If SB 277 becomes law, parents will not have the ability to consent to vaccination without coercion. As so many parents testified at the hearing, medical exemptions are not available for most families, including those with serious contraindications to vaccination, and homeschooling is an illusory option, especially for those of limited means. Indeed, the intent of SB 277 would seem to be precisely to coerce parents into vaccinating according to the state vaccine schedule, under the banner of paternalism. While protection of other schoolchildren from infectious disease outbreaks is unquestionably an important consideration regarding SB 277, the state has at its disposal the ability to suspend unvaccinated children during outbreaks.
This has worked for decades, and the state did not even choose to employ it during the much-publicized Disneyland measles outbreak. In a legal challenge, the state would be required to prove that the consideration of other schoolchildren requires the exclusion of those with exemptions. Dr. Tetyana Obukhanych’s analysis, attached, explains clearly why such
exclusion of healthy children is unnecessary and irrationally discriminatory outside the context of disease outbreaks.
Despite coercion, a substantial percentage of the parents of the estimated 225,000 children with exemptions in California out of a total of 6.2 million would likely not vaccinate their children, because to do so would violate their most deeply held religious and conscientious beliefs. Some will be able to get medical exemptions; others will be able to homeschool; but thousands of families will be unable to do either.
I asked rhetorically how the state would enforce SB 277, and whether it would engage in forced vaccination or imprisonment of parents. Unfortunately, neither of these questions is hyperbolic. “Medical neglect” is a consideration in child removal proceedings, and California’s Department of Children and Family Services has noted that a mother was “behind on [the children’s] immunizations” as one consideration among many in a proceeding to terminate parental rights. Brenda H. v.

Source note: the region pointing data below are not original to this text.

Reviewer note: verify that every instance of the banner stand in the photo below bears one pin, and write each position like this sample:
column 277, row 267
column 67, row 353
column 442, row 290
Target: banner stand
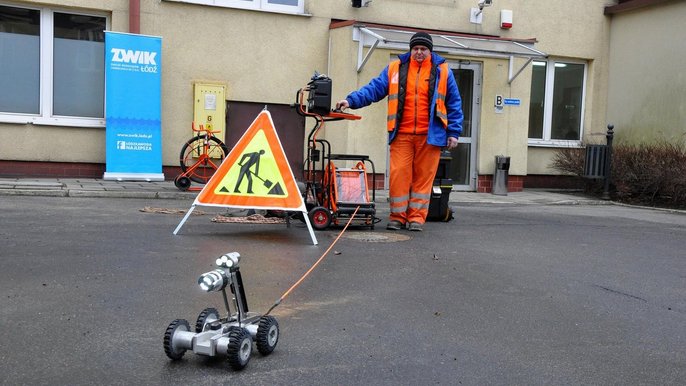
column 148, row 177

Superior Court of Contra Costa County, 2003 WL 21054769. Similarly, under California Penal Code Section 270.1(a) a parent or guardian of a child six years old or older may be subject to a fine or imprisonment up to a year, or both, if a child is a “chronic truant…[and the parent] has failed to reasonably supervise and encourage the pupil’s school attendance.” In this context, I believe my questions accurately reflected the concerns of thousands of families who oppose SB 277.

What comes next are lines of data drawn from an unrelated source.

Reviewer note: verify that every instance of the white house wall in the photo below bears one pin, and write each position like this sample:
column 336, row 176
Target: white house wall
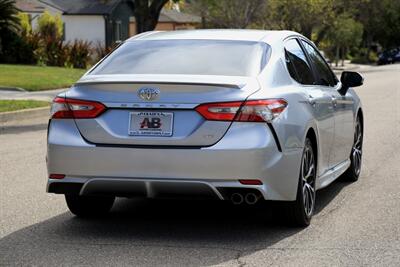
column 84, row 27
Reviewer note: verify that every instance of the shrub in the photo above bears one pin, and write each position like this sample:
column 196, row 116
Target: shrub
column 51, row 50
column 101, row 50
column 80, row 54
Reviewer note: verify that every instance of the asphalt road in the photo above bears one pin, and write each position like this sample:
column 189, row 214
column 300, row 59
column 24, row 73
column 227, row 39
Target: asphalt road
column 355, row 224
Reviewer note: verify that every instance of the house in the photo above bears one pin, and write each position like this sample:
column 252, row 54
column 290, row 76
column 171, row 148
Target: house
column 98, row 21
column 170, row 20
column 101, row 21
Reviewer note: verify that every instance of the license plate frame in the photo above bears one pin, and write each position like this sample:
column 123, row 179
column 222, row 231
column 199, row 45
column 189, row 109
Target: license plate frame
column 145, row 124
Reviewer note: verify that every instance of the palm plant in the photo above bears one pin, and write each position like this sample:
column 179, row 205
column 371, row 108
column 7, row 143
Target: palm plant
column 8, row 15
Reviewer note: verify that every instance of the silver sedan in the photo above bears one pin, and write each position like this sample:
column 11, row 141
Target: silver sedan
column 238, row 115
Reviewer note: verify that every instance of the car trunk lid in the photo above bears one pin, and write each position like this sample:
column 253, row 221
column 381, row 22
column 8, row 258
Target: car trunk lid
column 131, row 120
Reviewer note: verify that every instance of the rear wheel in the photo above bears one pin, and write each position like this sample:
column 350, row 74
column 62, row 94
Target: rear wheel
column 300, row 212
column 353, row 172
column 89, row 206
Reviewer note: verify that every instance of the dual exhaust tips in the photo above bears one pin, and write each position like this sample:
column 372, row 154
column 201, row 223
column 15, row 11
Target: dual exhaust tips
column 248, row 198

All vaccination decisions, like decisions about all invasive medical procedures, carry the risk of severe injury or death. Congress acknowledged this risk in its 1986 National Childhood Vaccine Injury Act, 42 U.S.C. §§ 300aa-1 to 300aa-34. By preserving California’s personal belief exemption, you ensure a modicum of consent for those parents and guardians who cannot vaccinate their children in good conscience. If the state deprives them of that right, pressuring them into making decisions with potentially permanent consequences without free consent, the state would violate their most basic human rights.
Many peer countries with excellent healthcare outcomes have no vaccination mandates, only recommendations, including the United Kingdom, Canada, Ireland, Australia, Sweden, Germany and Japan. California should consider these impressive examples.